Attila lets loose

Ah, nothing like a bit of humorous invective on a Friday arvo. Just found this on Attila the Stockbroker's discussion group. Seriously: go pay Attila a visit, you won't be disappointed. The following was his answer when some people solicited his contribution to a book discussing "the relationship between Britain and Europe". Too priceless not to reproduce here in full.

Incidentally, if you replace "UK" with "Australia" and "Europe" with "the Asia-Pacific", you pretty much have my opinion on Australia. For what it's worth. But here we go, ladies and gentlemen, Attila the Stockbroker:

"I was asked to give my thoughts on the UK's relationship with Europe - simple. Always been astonished how the question arises. It's like asking me about my relationship with my arm.

There are five continents. Asia, America, Australia, Africa and Europe. The UK isn't in any of the other four, is it, UKIP boneheads? Is it, Daily Mail, Express, Mail, Sun readers? Did you do geography at school? Inger-land, Blighty, Old Albion, whatever, depending on your social background and chosen form of address (and England is the only bit you actually care about, isn't it?) is in YUR-OP. Indisputably, implacably.

It is. There's nothing you can do about it. The only kind of relationship it has with Europe is the kind you have with that lager-filled beer gut of yours, or your gout, or the nasty disease you caught from your butler. It's part of it, as they are part of you. You might not like it...but it is!!

That's right. When your single functioning braincell is finally switched on, you will realise that this country is as much part of Europe as France, Liechtenstein or any other of those strange places where the inhabitants speak in a way which you monolingual morons don't understand! We are European. Like every other country in Europe. One among many. Not special. Got it? The only way we are special is that we're the only country in Europe where 90% of the population can't speak a foreign language....

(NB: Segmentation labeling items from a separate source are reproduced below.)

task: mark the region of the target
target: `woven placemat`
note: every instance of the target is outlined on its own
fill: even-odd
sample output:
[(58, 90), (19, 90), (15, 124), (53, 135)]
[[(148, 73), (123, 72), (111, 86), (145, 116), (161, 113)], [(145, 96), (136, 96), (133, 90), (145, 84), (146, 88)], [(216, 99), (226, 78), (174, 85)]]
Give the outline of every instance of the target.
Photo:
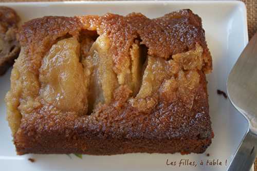
[[(66, 0), (70, 1), (70, 0)], [(71, 0), (72, 1), (72, 0)], [(257, 32), (257, 0), (241, 0), (245, 3), (247, 9), (247, 22), (249, 39)], [(1, 0), (1, 2), (52, 2), (63, 1), (63, 0)], [(254, 171), (257, 171), (257, 159), (255, 160)]]

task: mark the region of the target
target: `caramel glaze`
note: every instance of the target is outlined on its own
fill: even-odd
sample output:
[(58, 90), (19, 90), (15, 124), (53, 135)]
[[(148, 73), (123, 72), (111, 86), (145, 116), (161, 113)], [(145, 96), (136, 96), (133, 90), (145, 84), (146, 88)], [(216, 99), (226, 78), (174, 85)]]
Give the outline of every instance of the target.
[[(24, 93), (26, 87), (22, 91), (14, 91), (18, 83), (13, 81), (13, 89), (6, 100), (7, 105), (11, 106), (16, 113), (17, 110), (26, 111), (21, 113), (20, 126), (12, 130), (17, 154), (203, 153), (210, 144), (213, 134), (205, 74), (211, 72), (212, 61), (201, 26), (200, 17), (190, 10), (152, 20), (133, 13), (126, 16), (112, 14), (103, 16), (46, 16), (26, 23), (19, 36), (26, 57), (21, 57), (13, 72), (15, 78), (30, 75), (32, 79), (26, 81), (33, 82), (33, 88), (27, 90), (27, 94)], [(122, 85), (114, 91), (111, 103), (98, 105), (90, 115), (63, 111), (39, 99), (39, 72), (43, 57), (60, 37), (67, 35), (78, 37), (80, 32), (86, 29), (96, 30), (98, 34), (108, 37), (113, 69), (116, 74), (122, 72), (135, 39), (140, 39), (140, 44), (148, 48), (149, 56), (163, 61), (172, 60), (172, 66), (177, 62), (180, 69), (168, 78), (173, 80), (167, 83), (169, 85), (176, 82), (178, 86), (170, 88), (174, 89), (175, 94), (167, 94), (160, 87), (145, 98), (146, 105), (139, 101), (135, 105), (133, 99), (141, 99), (132, 97), (129, 87)], [(200, 68), (196, 67), (191, 73), (179, 62), (179, 57), (175, 55), (173, 60), (172, 56), (196, 50), (197, 45), (203, 61)], [(191, 80), (196, 83), (188, 88), (192, 84)], [(184, 81), (187, 83), (183, 84)], [(28, 97), (38, 103), (24, 110), (19, 105), (29, 101)], [(175, 98), (171, 100), (169, 97)], [(142, 109), (142, 106), (145, 107)]]

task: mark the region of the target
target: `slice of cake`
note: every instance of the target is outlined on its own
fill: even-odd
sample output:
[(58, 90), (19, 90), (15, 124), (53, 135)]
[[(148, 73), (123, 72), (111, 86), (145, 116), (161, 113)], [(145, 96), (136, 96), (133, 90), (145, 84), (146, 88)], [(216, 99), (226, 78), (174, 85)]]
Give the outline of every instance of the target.
[(26, 23), (6, 101), (17, 153), (201, 153), (213, 133), (200, 18), (46, 16)]

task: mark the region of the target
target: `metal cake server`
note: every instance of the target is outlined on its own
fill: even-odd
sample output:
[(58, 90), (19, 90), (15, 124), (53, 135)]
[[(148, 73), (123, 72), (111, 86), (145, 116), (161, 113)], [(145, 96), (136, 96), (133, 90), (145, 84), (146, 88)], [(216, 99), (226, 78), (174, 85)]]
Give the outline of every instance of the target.
[(230, 72), (227, 91), (231, 103), (249, 123), (247, 132), (227, 170), (248, 171), (257, 155), (257, 33)]

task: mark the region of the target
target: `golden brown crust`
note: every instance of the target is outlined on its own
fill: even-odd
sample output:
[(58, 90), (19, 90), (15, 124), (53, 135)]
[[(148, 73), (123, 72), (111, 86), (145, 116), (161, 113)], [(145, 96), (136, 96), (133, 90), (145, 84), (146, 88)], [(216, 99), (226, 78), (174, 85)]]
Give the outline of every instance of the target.
[[(100, 35), (89, 51), (86, 46), (86, 50), (82, 50), (85, 78), (104, 80), (107, 87), (102, 85), (104, 96), (106, 92), (109, 93), (109, 90), (113, 94), (104, 97), (108, 99), (105, 103), (102, 100), (102, 103), (95, 105), (93, 112), (88, 113), (90, 115), (64, 110), (39, 96), (42, 91), (42, 83), (39, 81), (42, 74), (40, 68), (44, 62), (42, 59), (60, 40), (70, 36), (81, 39), (81, 31), (85, 29), (96, 30)], [(211, 143), (213, 135), (205, 73), (211, 71), (211, 58), (201, 20), (191, 10), (180, 10), (153, 20), (139, 13), (126, 16), (107, 14), (44, 17), (26, 23), (19, 40), (23, 50), (14, 65), (11, 84), (24, 89), (16, 92), (13, 88), (6, 98), (10, 116), (13, 116), (12, 111), (15, 110), (22, 116), (17, 129), (12, 128), (19, 154), (203, 153)], [(109, 46), (106, 45), (109, 41)], [(137, 44), (139, 42), (141, 45)], [(113, 75), (124, 78), (121, 76), (124, 69), (131, 74), (130, 68), (133, 67), (127, 64), (131, 62), (131, 58), (139, 56), (135, 49), (136, 54), (131, 56), (135, 46), (138, 46), (135, 49), (145, 46), (148, 50), (145, 66), (141, 66), (145, 68), (142, 78), (136, 77), (142, 79), (137, 94), (126, 81), (118, 82), (113, 78)], [(85, 54), (88, 56), (83, 56)], [(87, 58), (100, 62), (94, 59), (88, 62)], [(101, 58), (105, 58), (103, 64), (101, 64)], [(132, 64), (141, 65), (139, 62)], [(87, 70), (88, 66), (93, 69)], [(135, 67), (131, 74), (138, 74), (138, 68)], [(101, 73), (103, 69), (105, 72)], [(100, 71), (97, 72), (100, 76), (89, 78), (90, 72), (95, 71)], [(15, 77), (17, 74), (19, 78)], [(25, 82), (22, 78), (25, 77), (30, 80)], [(109, 78), (120, 84), (109, 84)], [(81, 84), (90, 91), (88, 83)], [(11, 102), (12, 99), (15, 100)], [(72, 102), (67, 108), (77, 105)], [(171, 143), (176, 145), (172, 147)]]

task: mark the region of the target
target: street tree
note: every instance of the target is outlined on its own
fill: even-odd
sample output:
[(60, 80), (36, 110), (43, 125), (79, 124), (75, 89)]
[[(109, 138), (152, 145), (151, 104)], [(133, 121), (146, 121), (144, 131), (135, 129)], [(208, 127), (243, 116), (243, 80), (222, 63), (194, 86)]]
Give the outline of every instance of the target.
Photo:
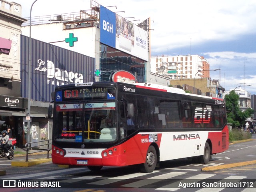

As for the EU: I am for a European Union of the people. I am against a Europe dominated by slimy pinstriped capitalist scum. But then, I'm against a world dominated by slimy capitalist scum, and it most certainly is right now. So, in the same way that the UK isn't a special case in Europe, Europe isn't a special case in the world.

On that basis I LOVE the EU and ADORE the Euro. Because they wind up xenophobic, barathea blazer wearing, chip guzzling, knotted handkerchief brandishing, 'isn't it hot?' complaining IDIOTS! Ban the pound! Abolish the English Channel! Superglue the UK to France, right in the middle of the garlic growing region! NOW!!!!!"